Found myself wanting to like this more than I did. I found some clumsy visual storytelling like an text dump on a spread, and multiple characters who look too like others.

Everything reminded me of something else, so nothing felt fresh or original. Newscaster reminded me of Cersei from Game of Thrones. Main character reminded me of something by Rucka (forget which title: Stumptown?) Art and main character design reminded me of Whiteout. CDC guy reminded me of Sayeed from Lost.

Yet it says noir right on the cover, and part of noir is its embracing of tropes. In my experience, a critique of a noir work that says it’s cliche misses the point, and yet that’s what I felt after reading this. Am I missing the point? Not in the mood for noir?

It has an intro by Jeff Lemire who writes Sweet Tooth, which I love, so I feel I should love it by the transitive property. Not sure whether I’ll continue with this series.

BUT, props for the Dessa and Rhymesayers poster in one character’s dorm room!

View all my reviews

“John Henry Days” by Colson Whitehead

Saturday, February 23rd, 2013

jhenry

File under the heading “Seemed Like a Good Idea at the Time”:

For one of my three book groups, I picked an author, rather than one book to read, so we’re having a sort of literary Colson Whitehead potluck where people could read Intuitionist, John Henry Days, or Zone One. But, as the moderator, that meant I had to read all 3 in the month before the Morning News Tournament of Books, which I’m much rather be reading nerdishly for.

John Henry Days centers on a freelance journalist, J Sutter, who goes to cover an event celebrating the legend. We’re told early on there’s a murder, and then the book hops here and there (rather in the manner that a legend accretes) telling J’s and John Henry’s and the ballad’s stories.

John Henry Days
is a bigger and much more ambitious book than The Intuitionist. Interestingly, I preferred the latter. this one was a bit too big, sprawled a bit too much, and I felt like Whitehead and his editor were too reluctant to kill his darlings (edit out precious but unnecessary sentences). From Jonathan Franzen’s review at the New York TimesFreeloading Man“:

Unfortunately, in his pursuit of the exhaustive, Whitehead also serves up …half a dozen other interludes that read, at times, like the work of somebody getting $2 a word.

If Franzen says you’re too wordy, that’s something to pay attention to.

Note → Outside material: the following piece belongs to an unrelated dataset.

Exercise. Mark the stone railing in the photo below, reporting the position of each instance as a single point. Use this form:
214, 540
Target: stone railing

But, Franzen also says that just when you are frustrated you stumble across a sentence or passage or chapter that draws you back in, despite the rambling and un-urgent narrative. I found this absolutely true.

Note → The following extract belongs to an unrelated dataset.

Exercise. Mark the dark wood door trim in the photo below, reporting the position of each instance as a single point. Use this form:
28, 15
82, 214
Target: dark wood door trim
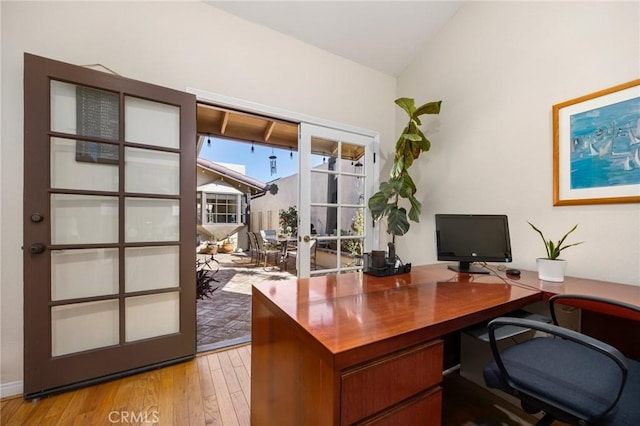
40, 368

Impressive, often entertaining (one bit about air quotes will stay with me for life), but a little too wordy, and a little too cerebral and lacking in emotion, for me to urge it on all and sundry.

“The Orphan Master’s Son” by Adam Johnson

Friday, February 15th, 2013

orphan

The Orphan Master’s Son by Adam Johnson, a selection for the 2013 Tournament of Books, is exactly the kind of book I’ve come to hope for from the tournament. I’d heard that it was good, but not until I read it myself, and it reached out and dragged me into it for 440 odd pages, did I appreciate HOW good, or how glad I am to have this book in my life now.

A boy in North Korea, who is NOT an orphan as he defensively tells people throughout his life, grows up and has improbable adventures with unbelievable coincidences. Horrible and wondrous things happen. It’s like a Dickens story set in a communist state, the details of which are so insane it reads like satire, but probably isn’t. Especially in the second half of the book, point of view and time switch suddenly and often, yet I didn’t have trouble following the narrative. This reminded me of David Mitchell’s The Thousand Autumns of Jacob de Zoet, except without the bat$hit crazy magic stuff. Kim Jong Il = bat$hit crazy all by himself, no magic needed. I loved this book, and highly recommend it.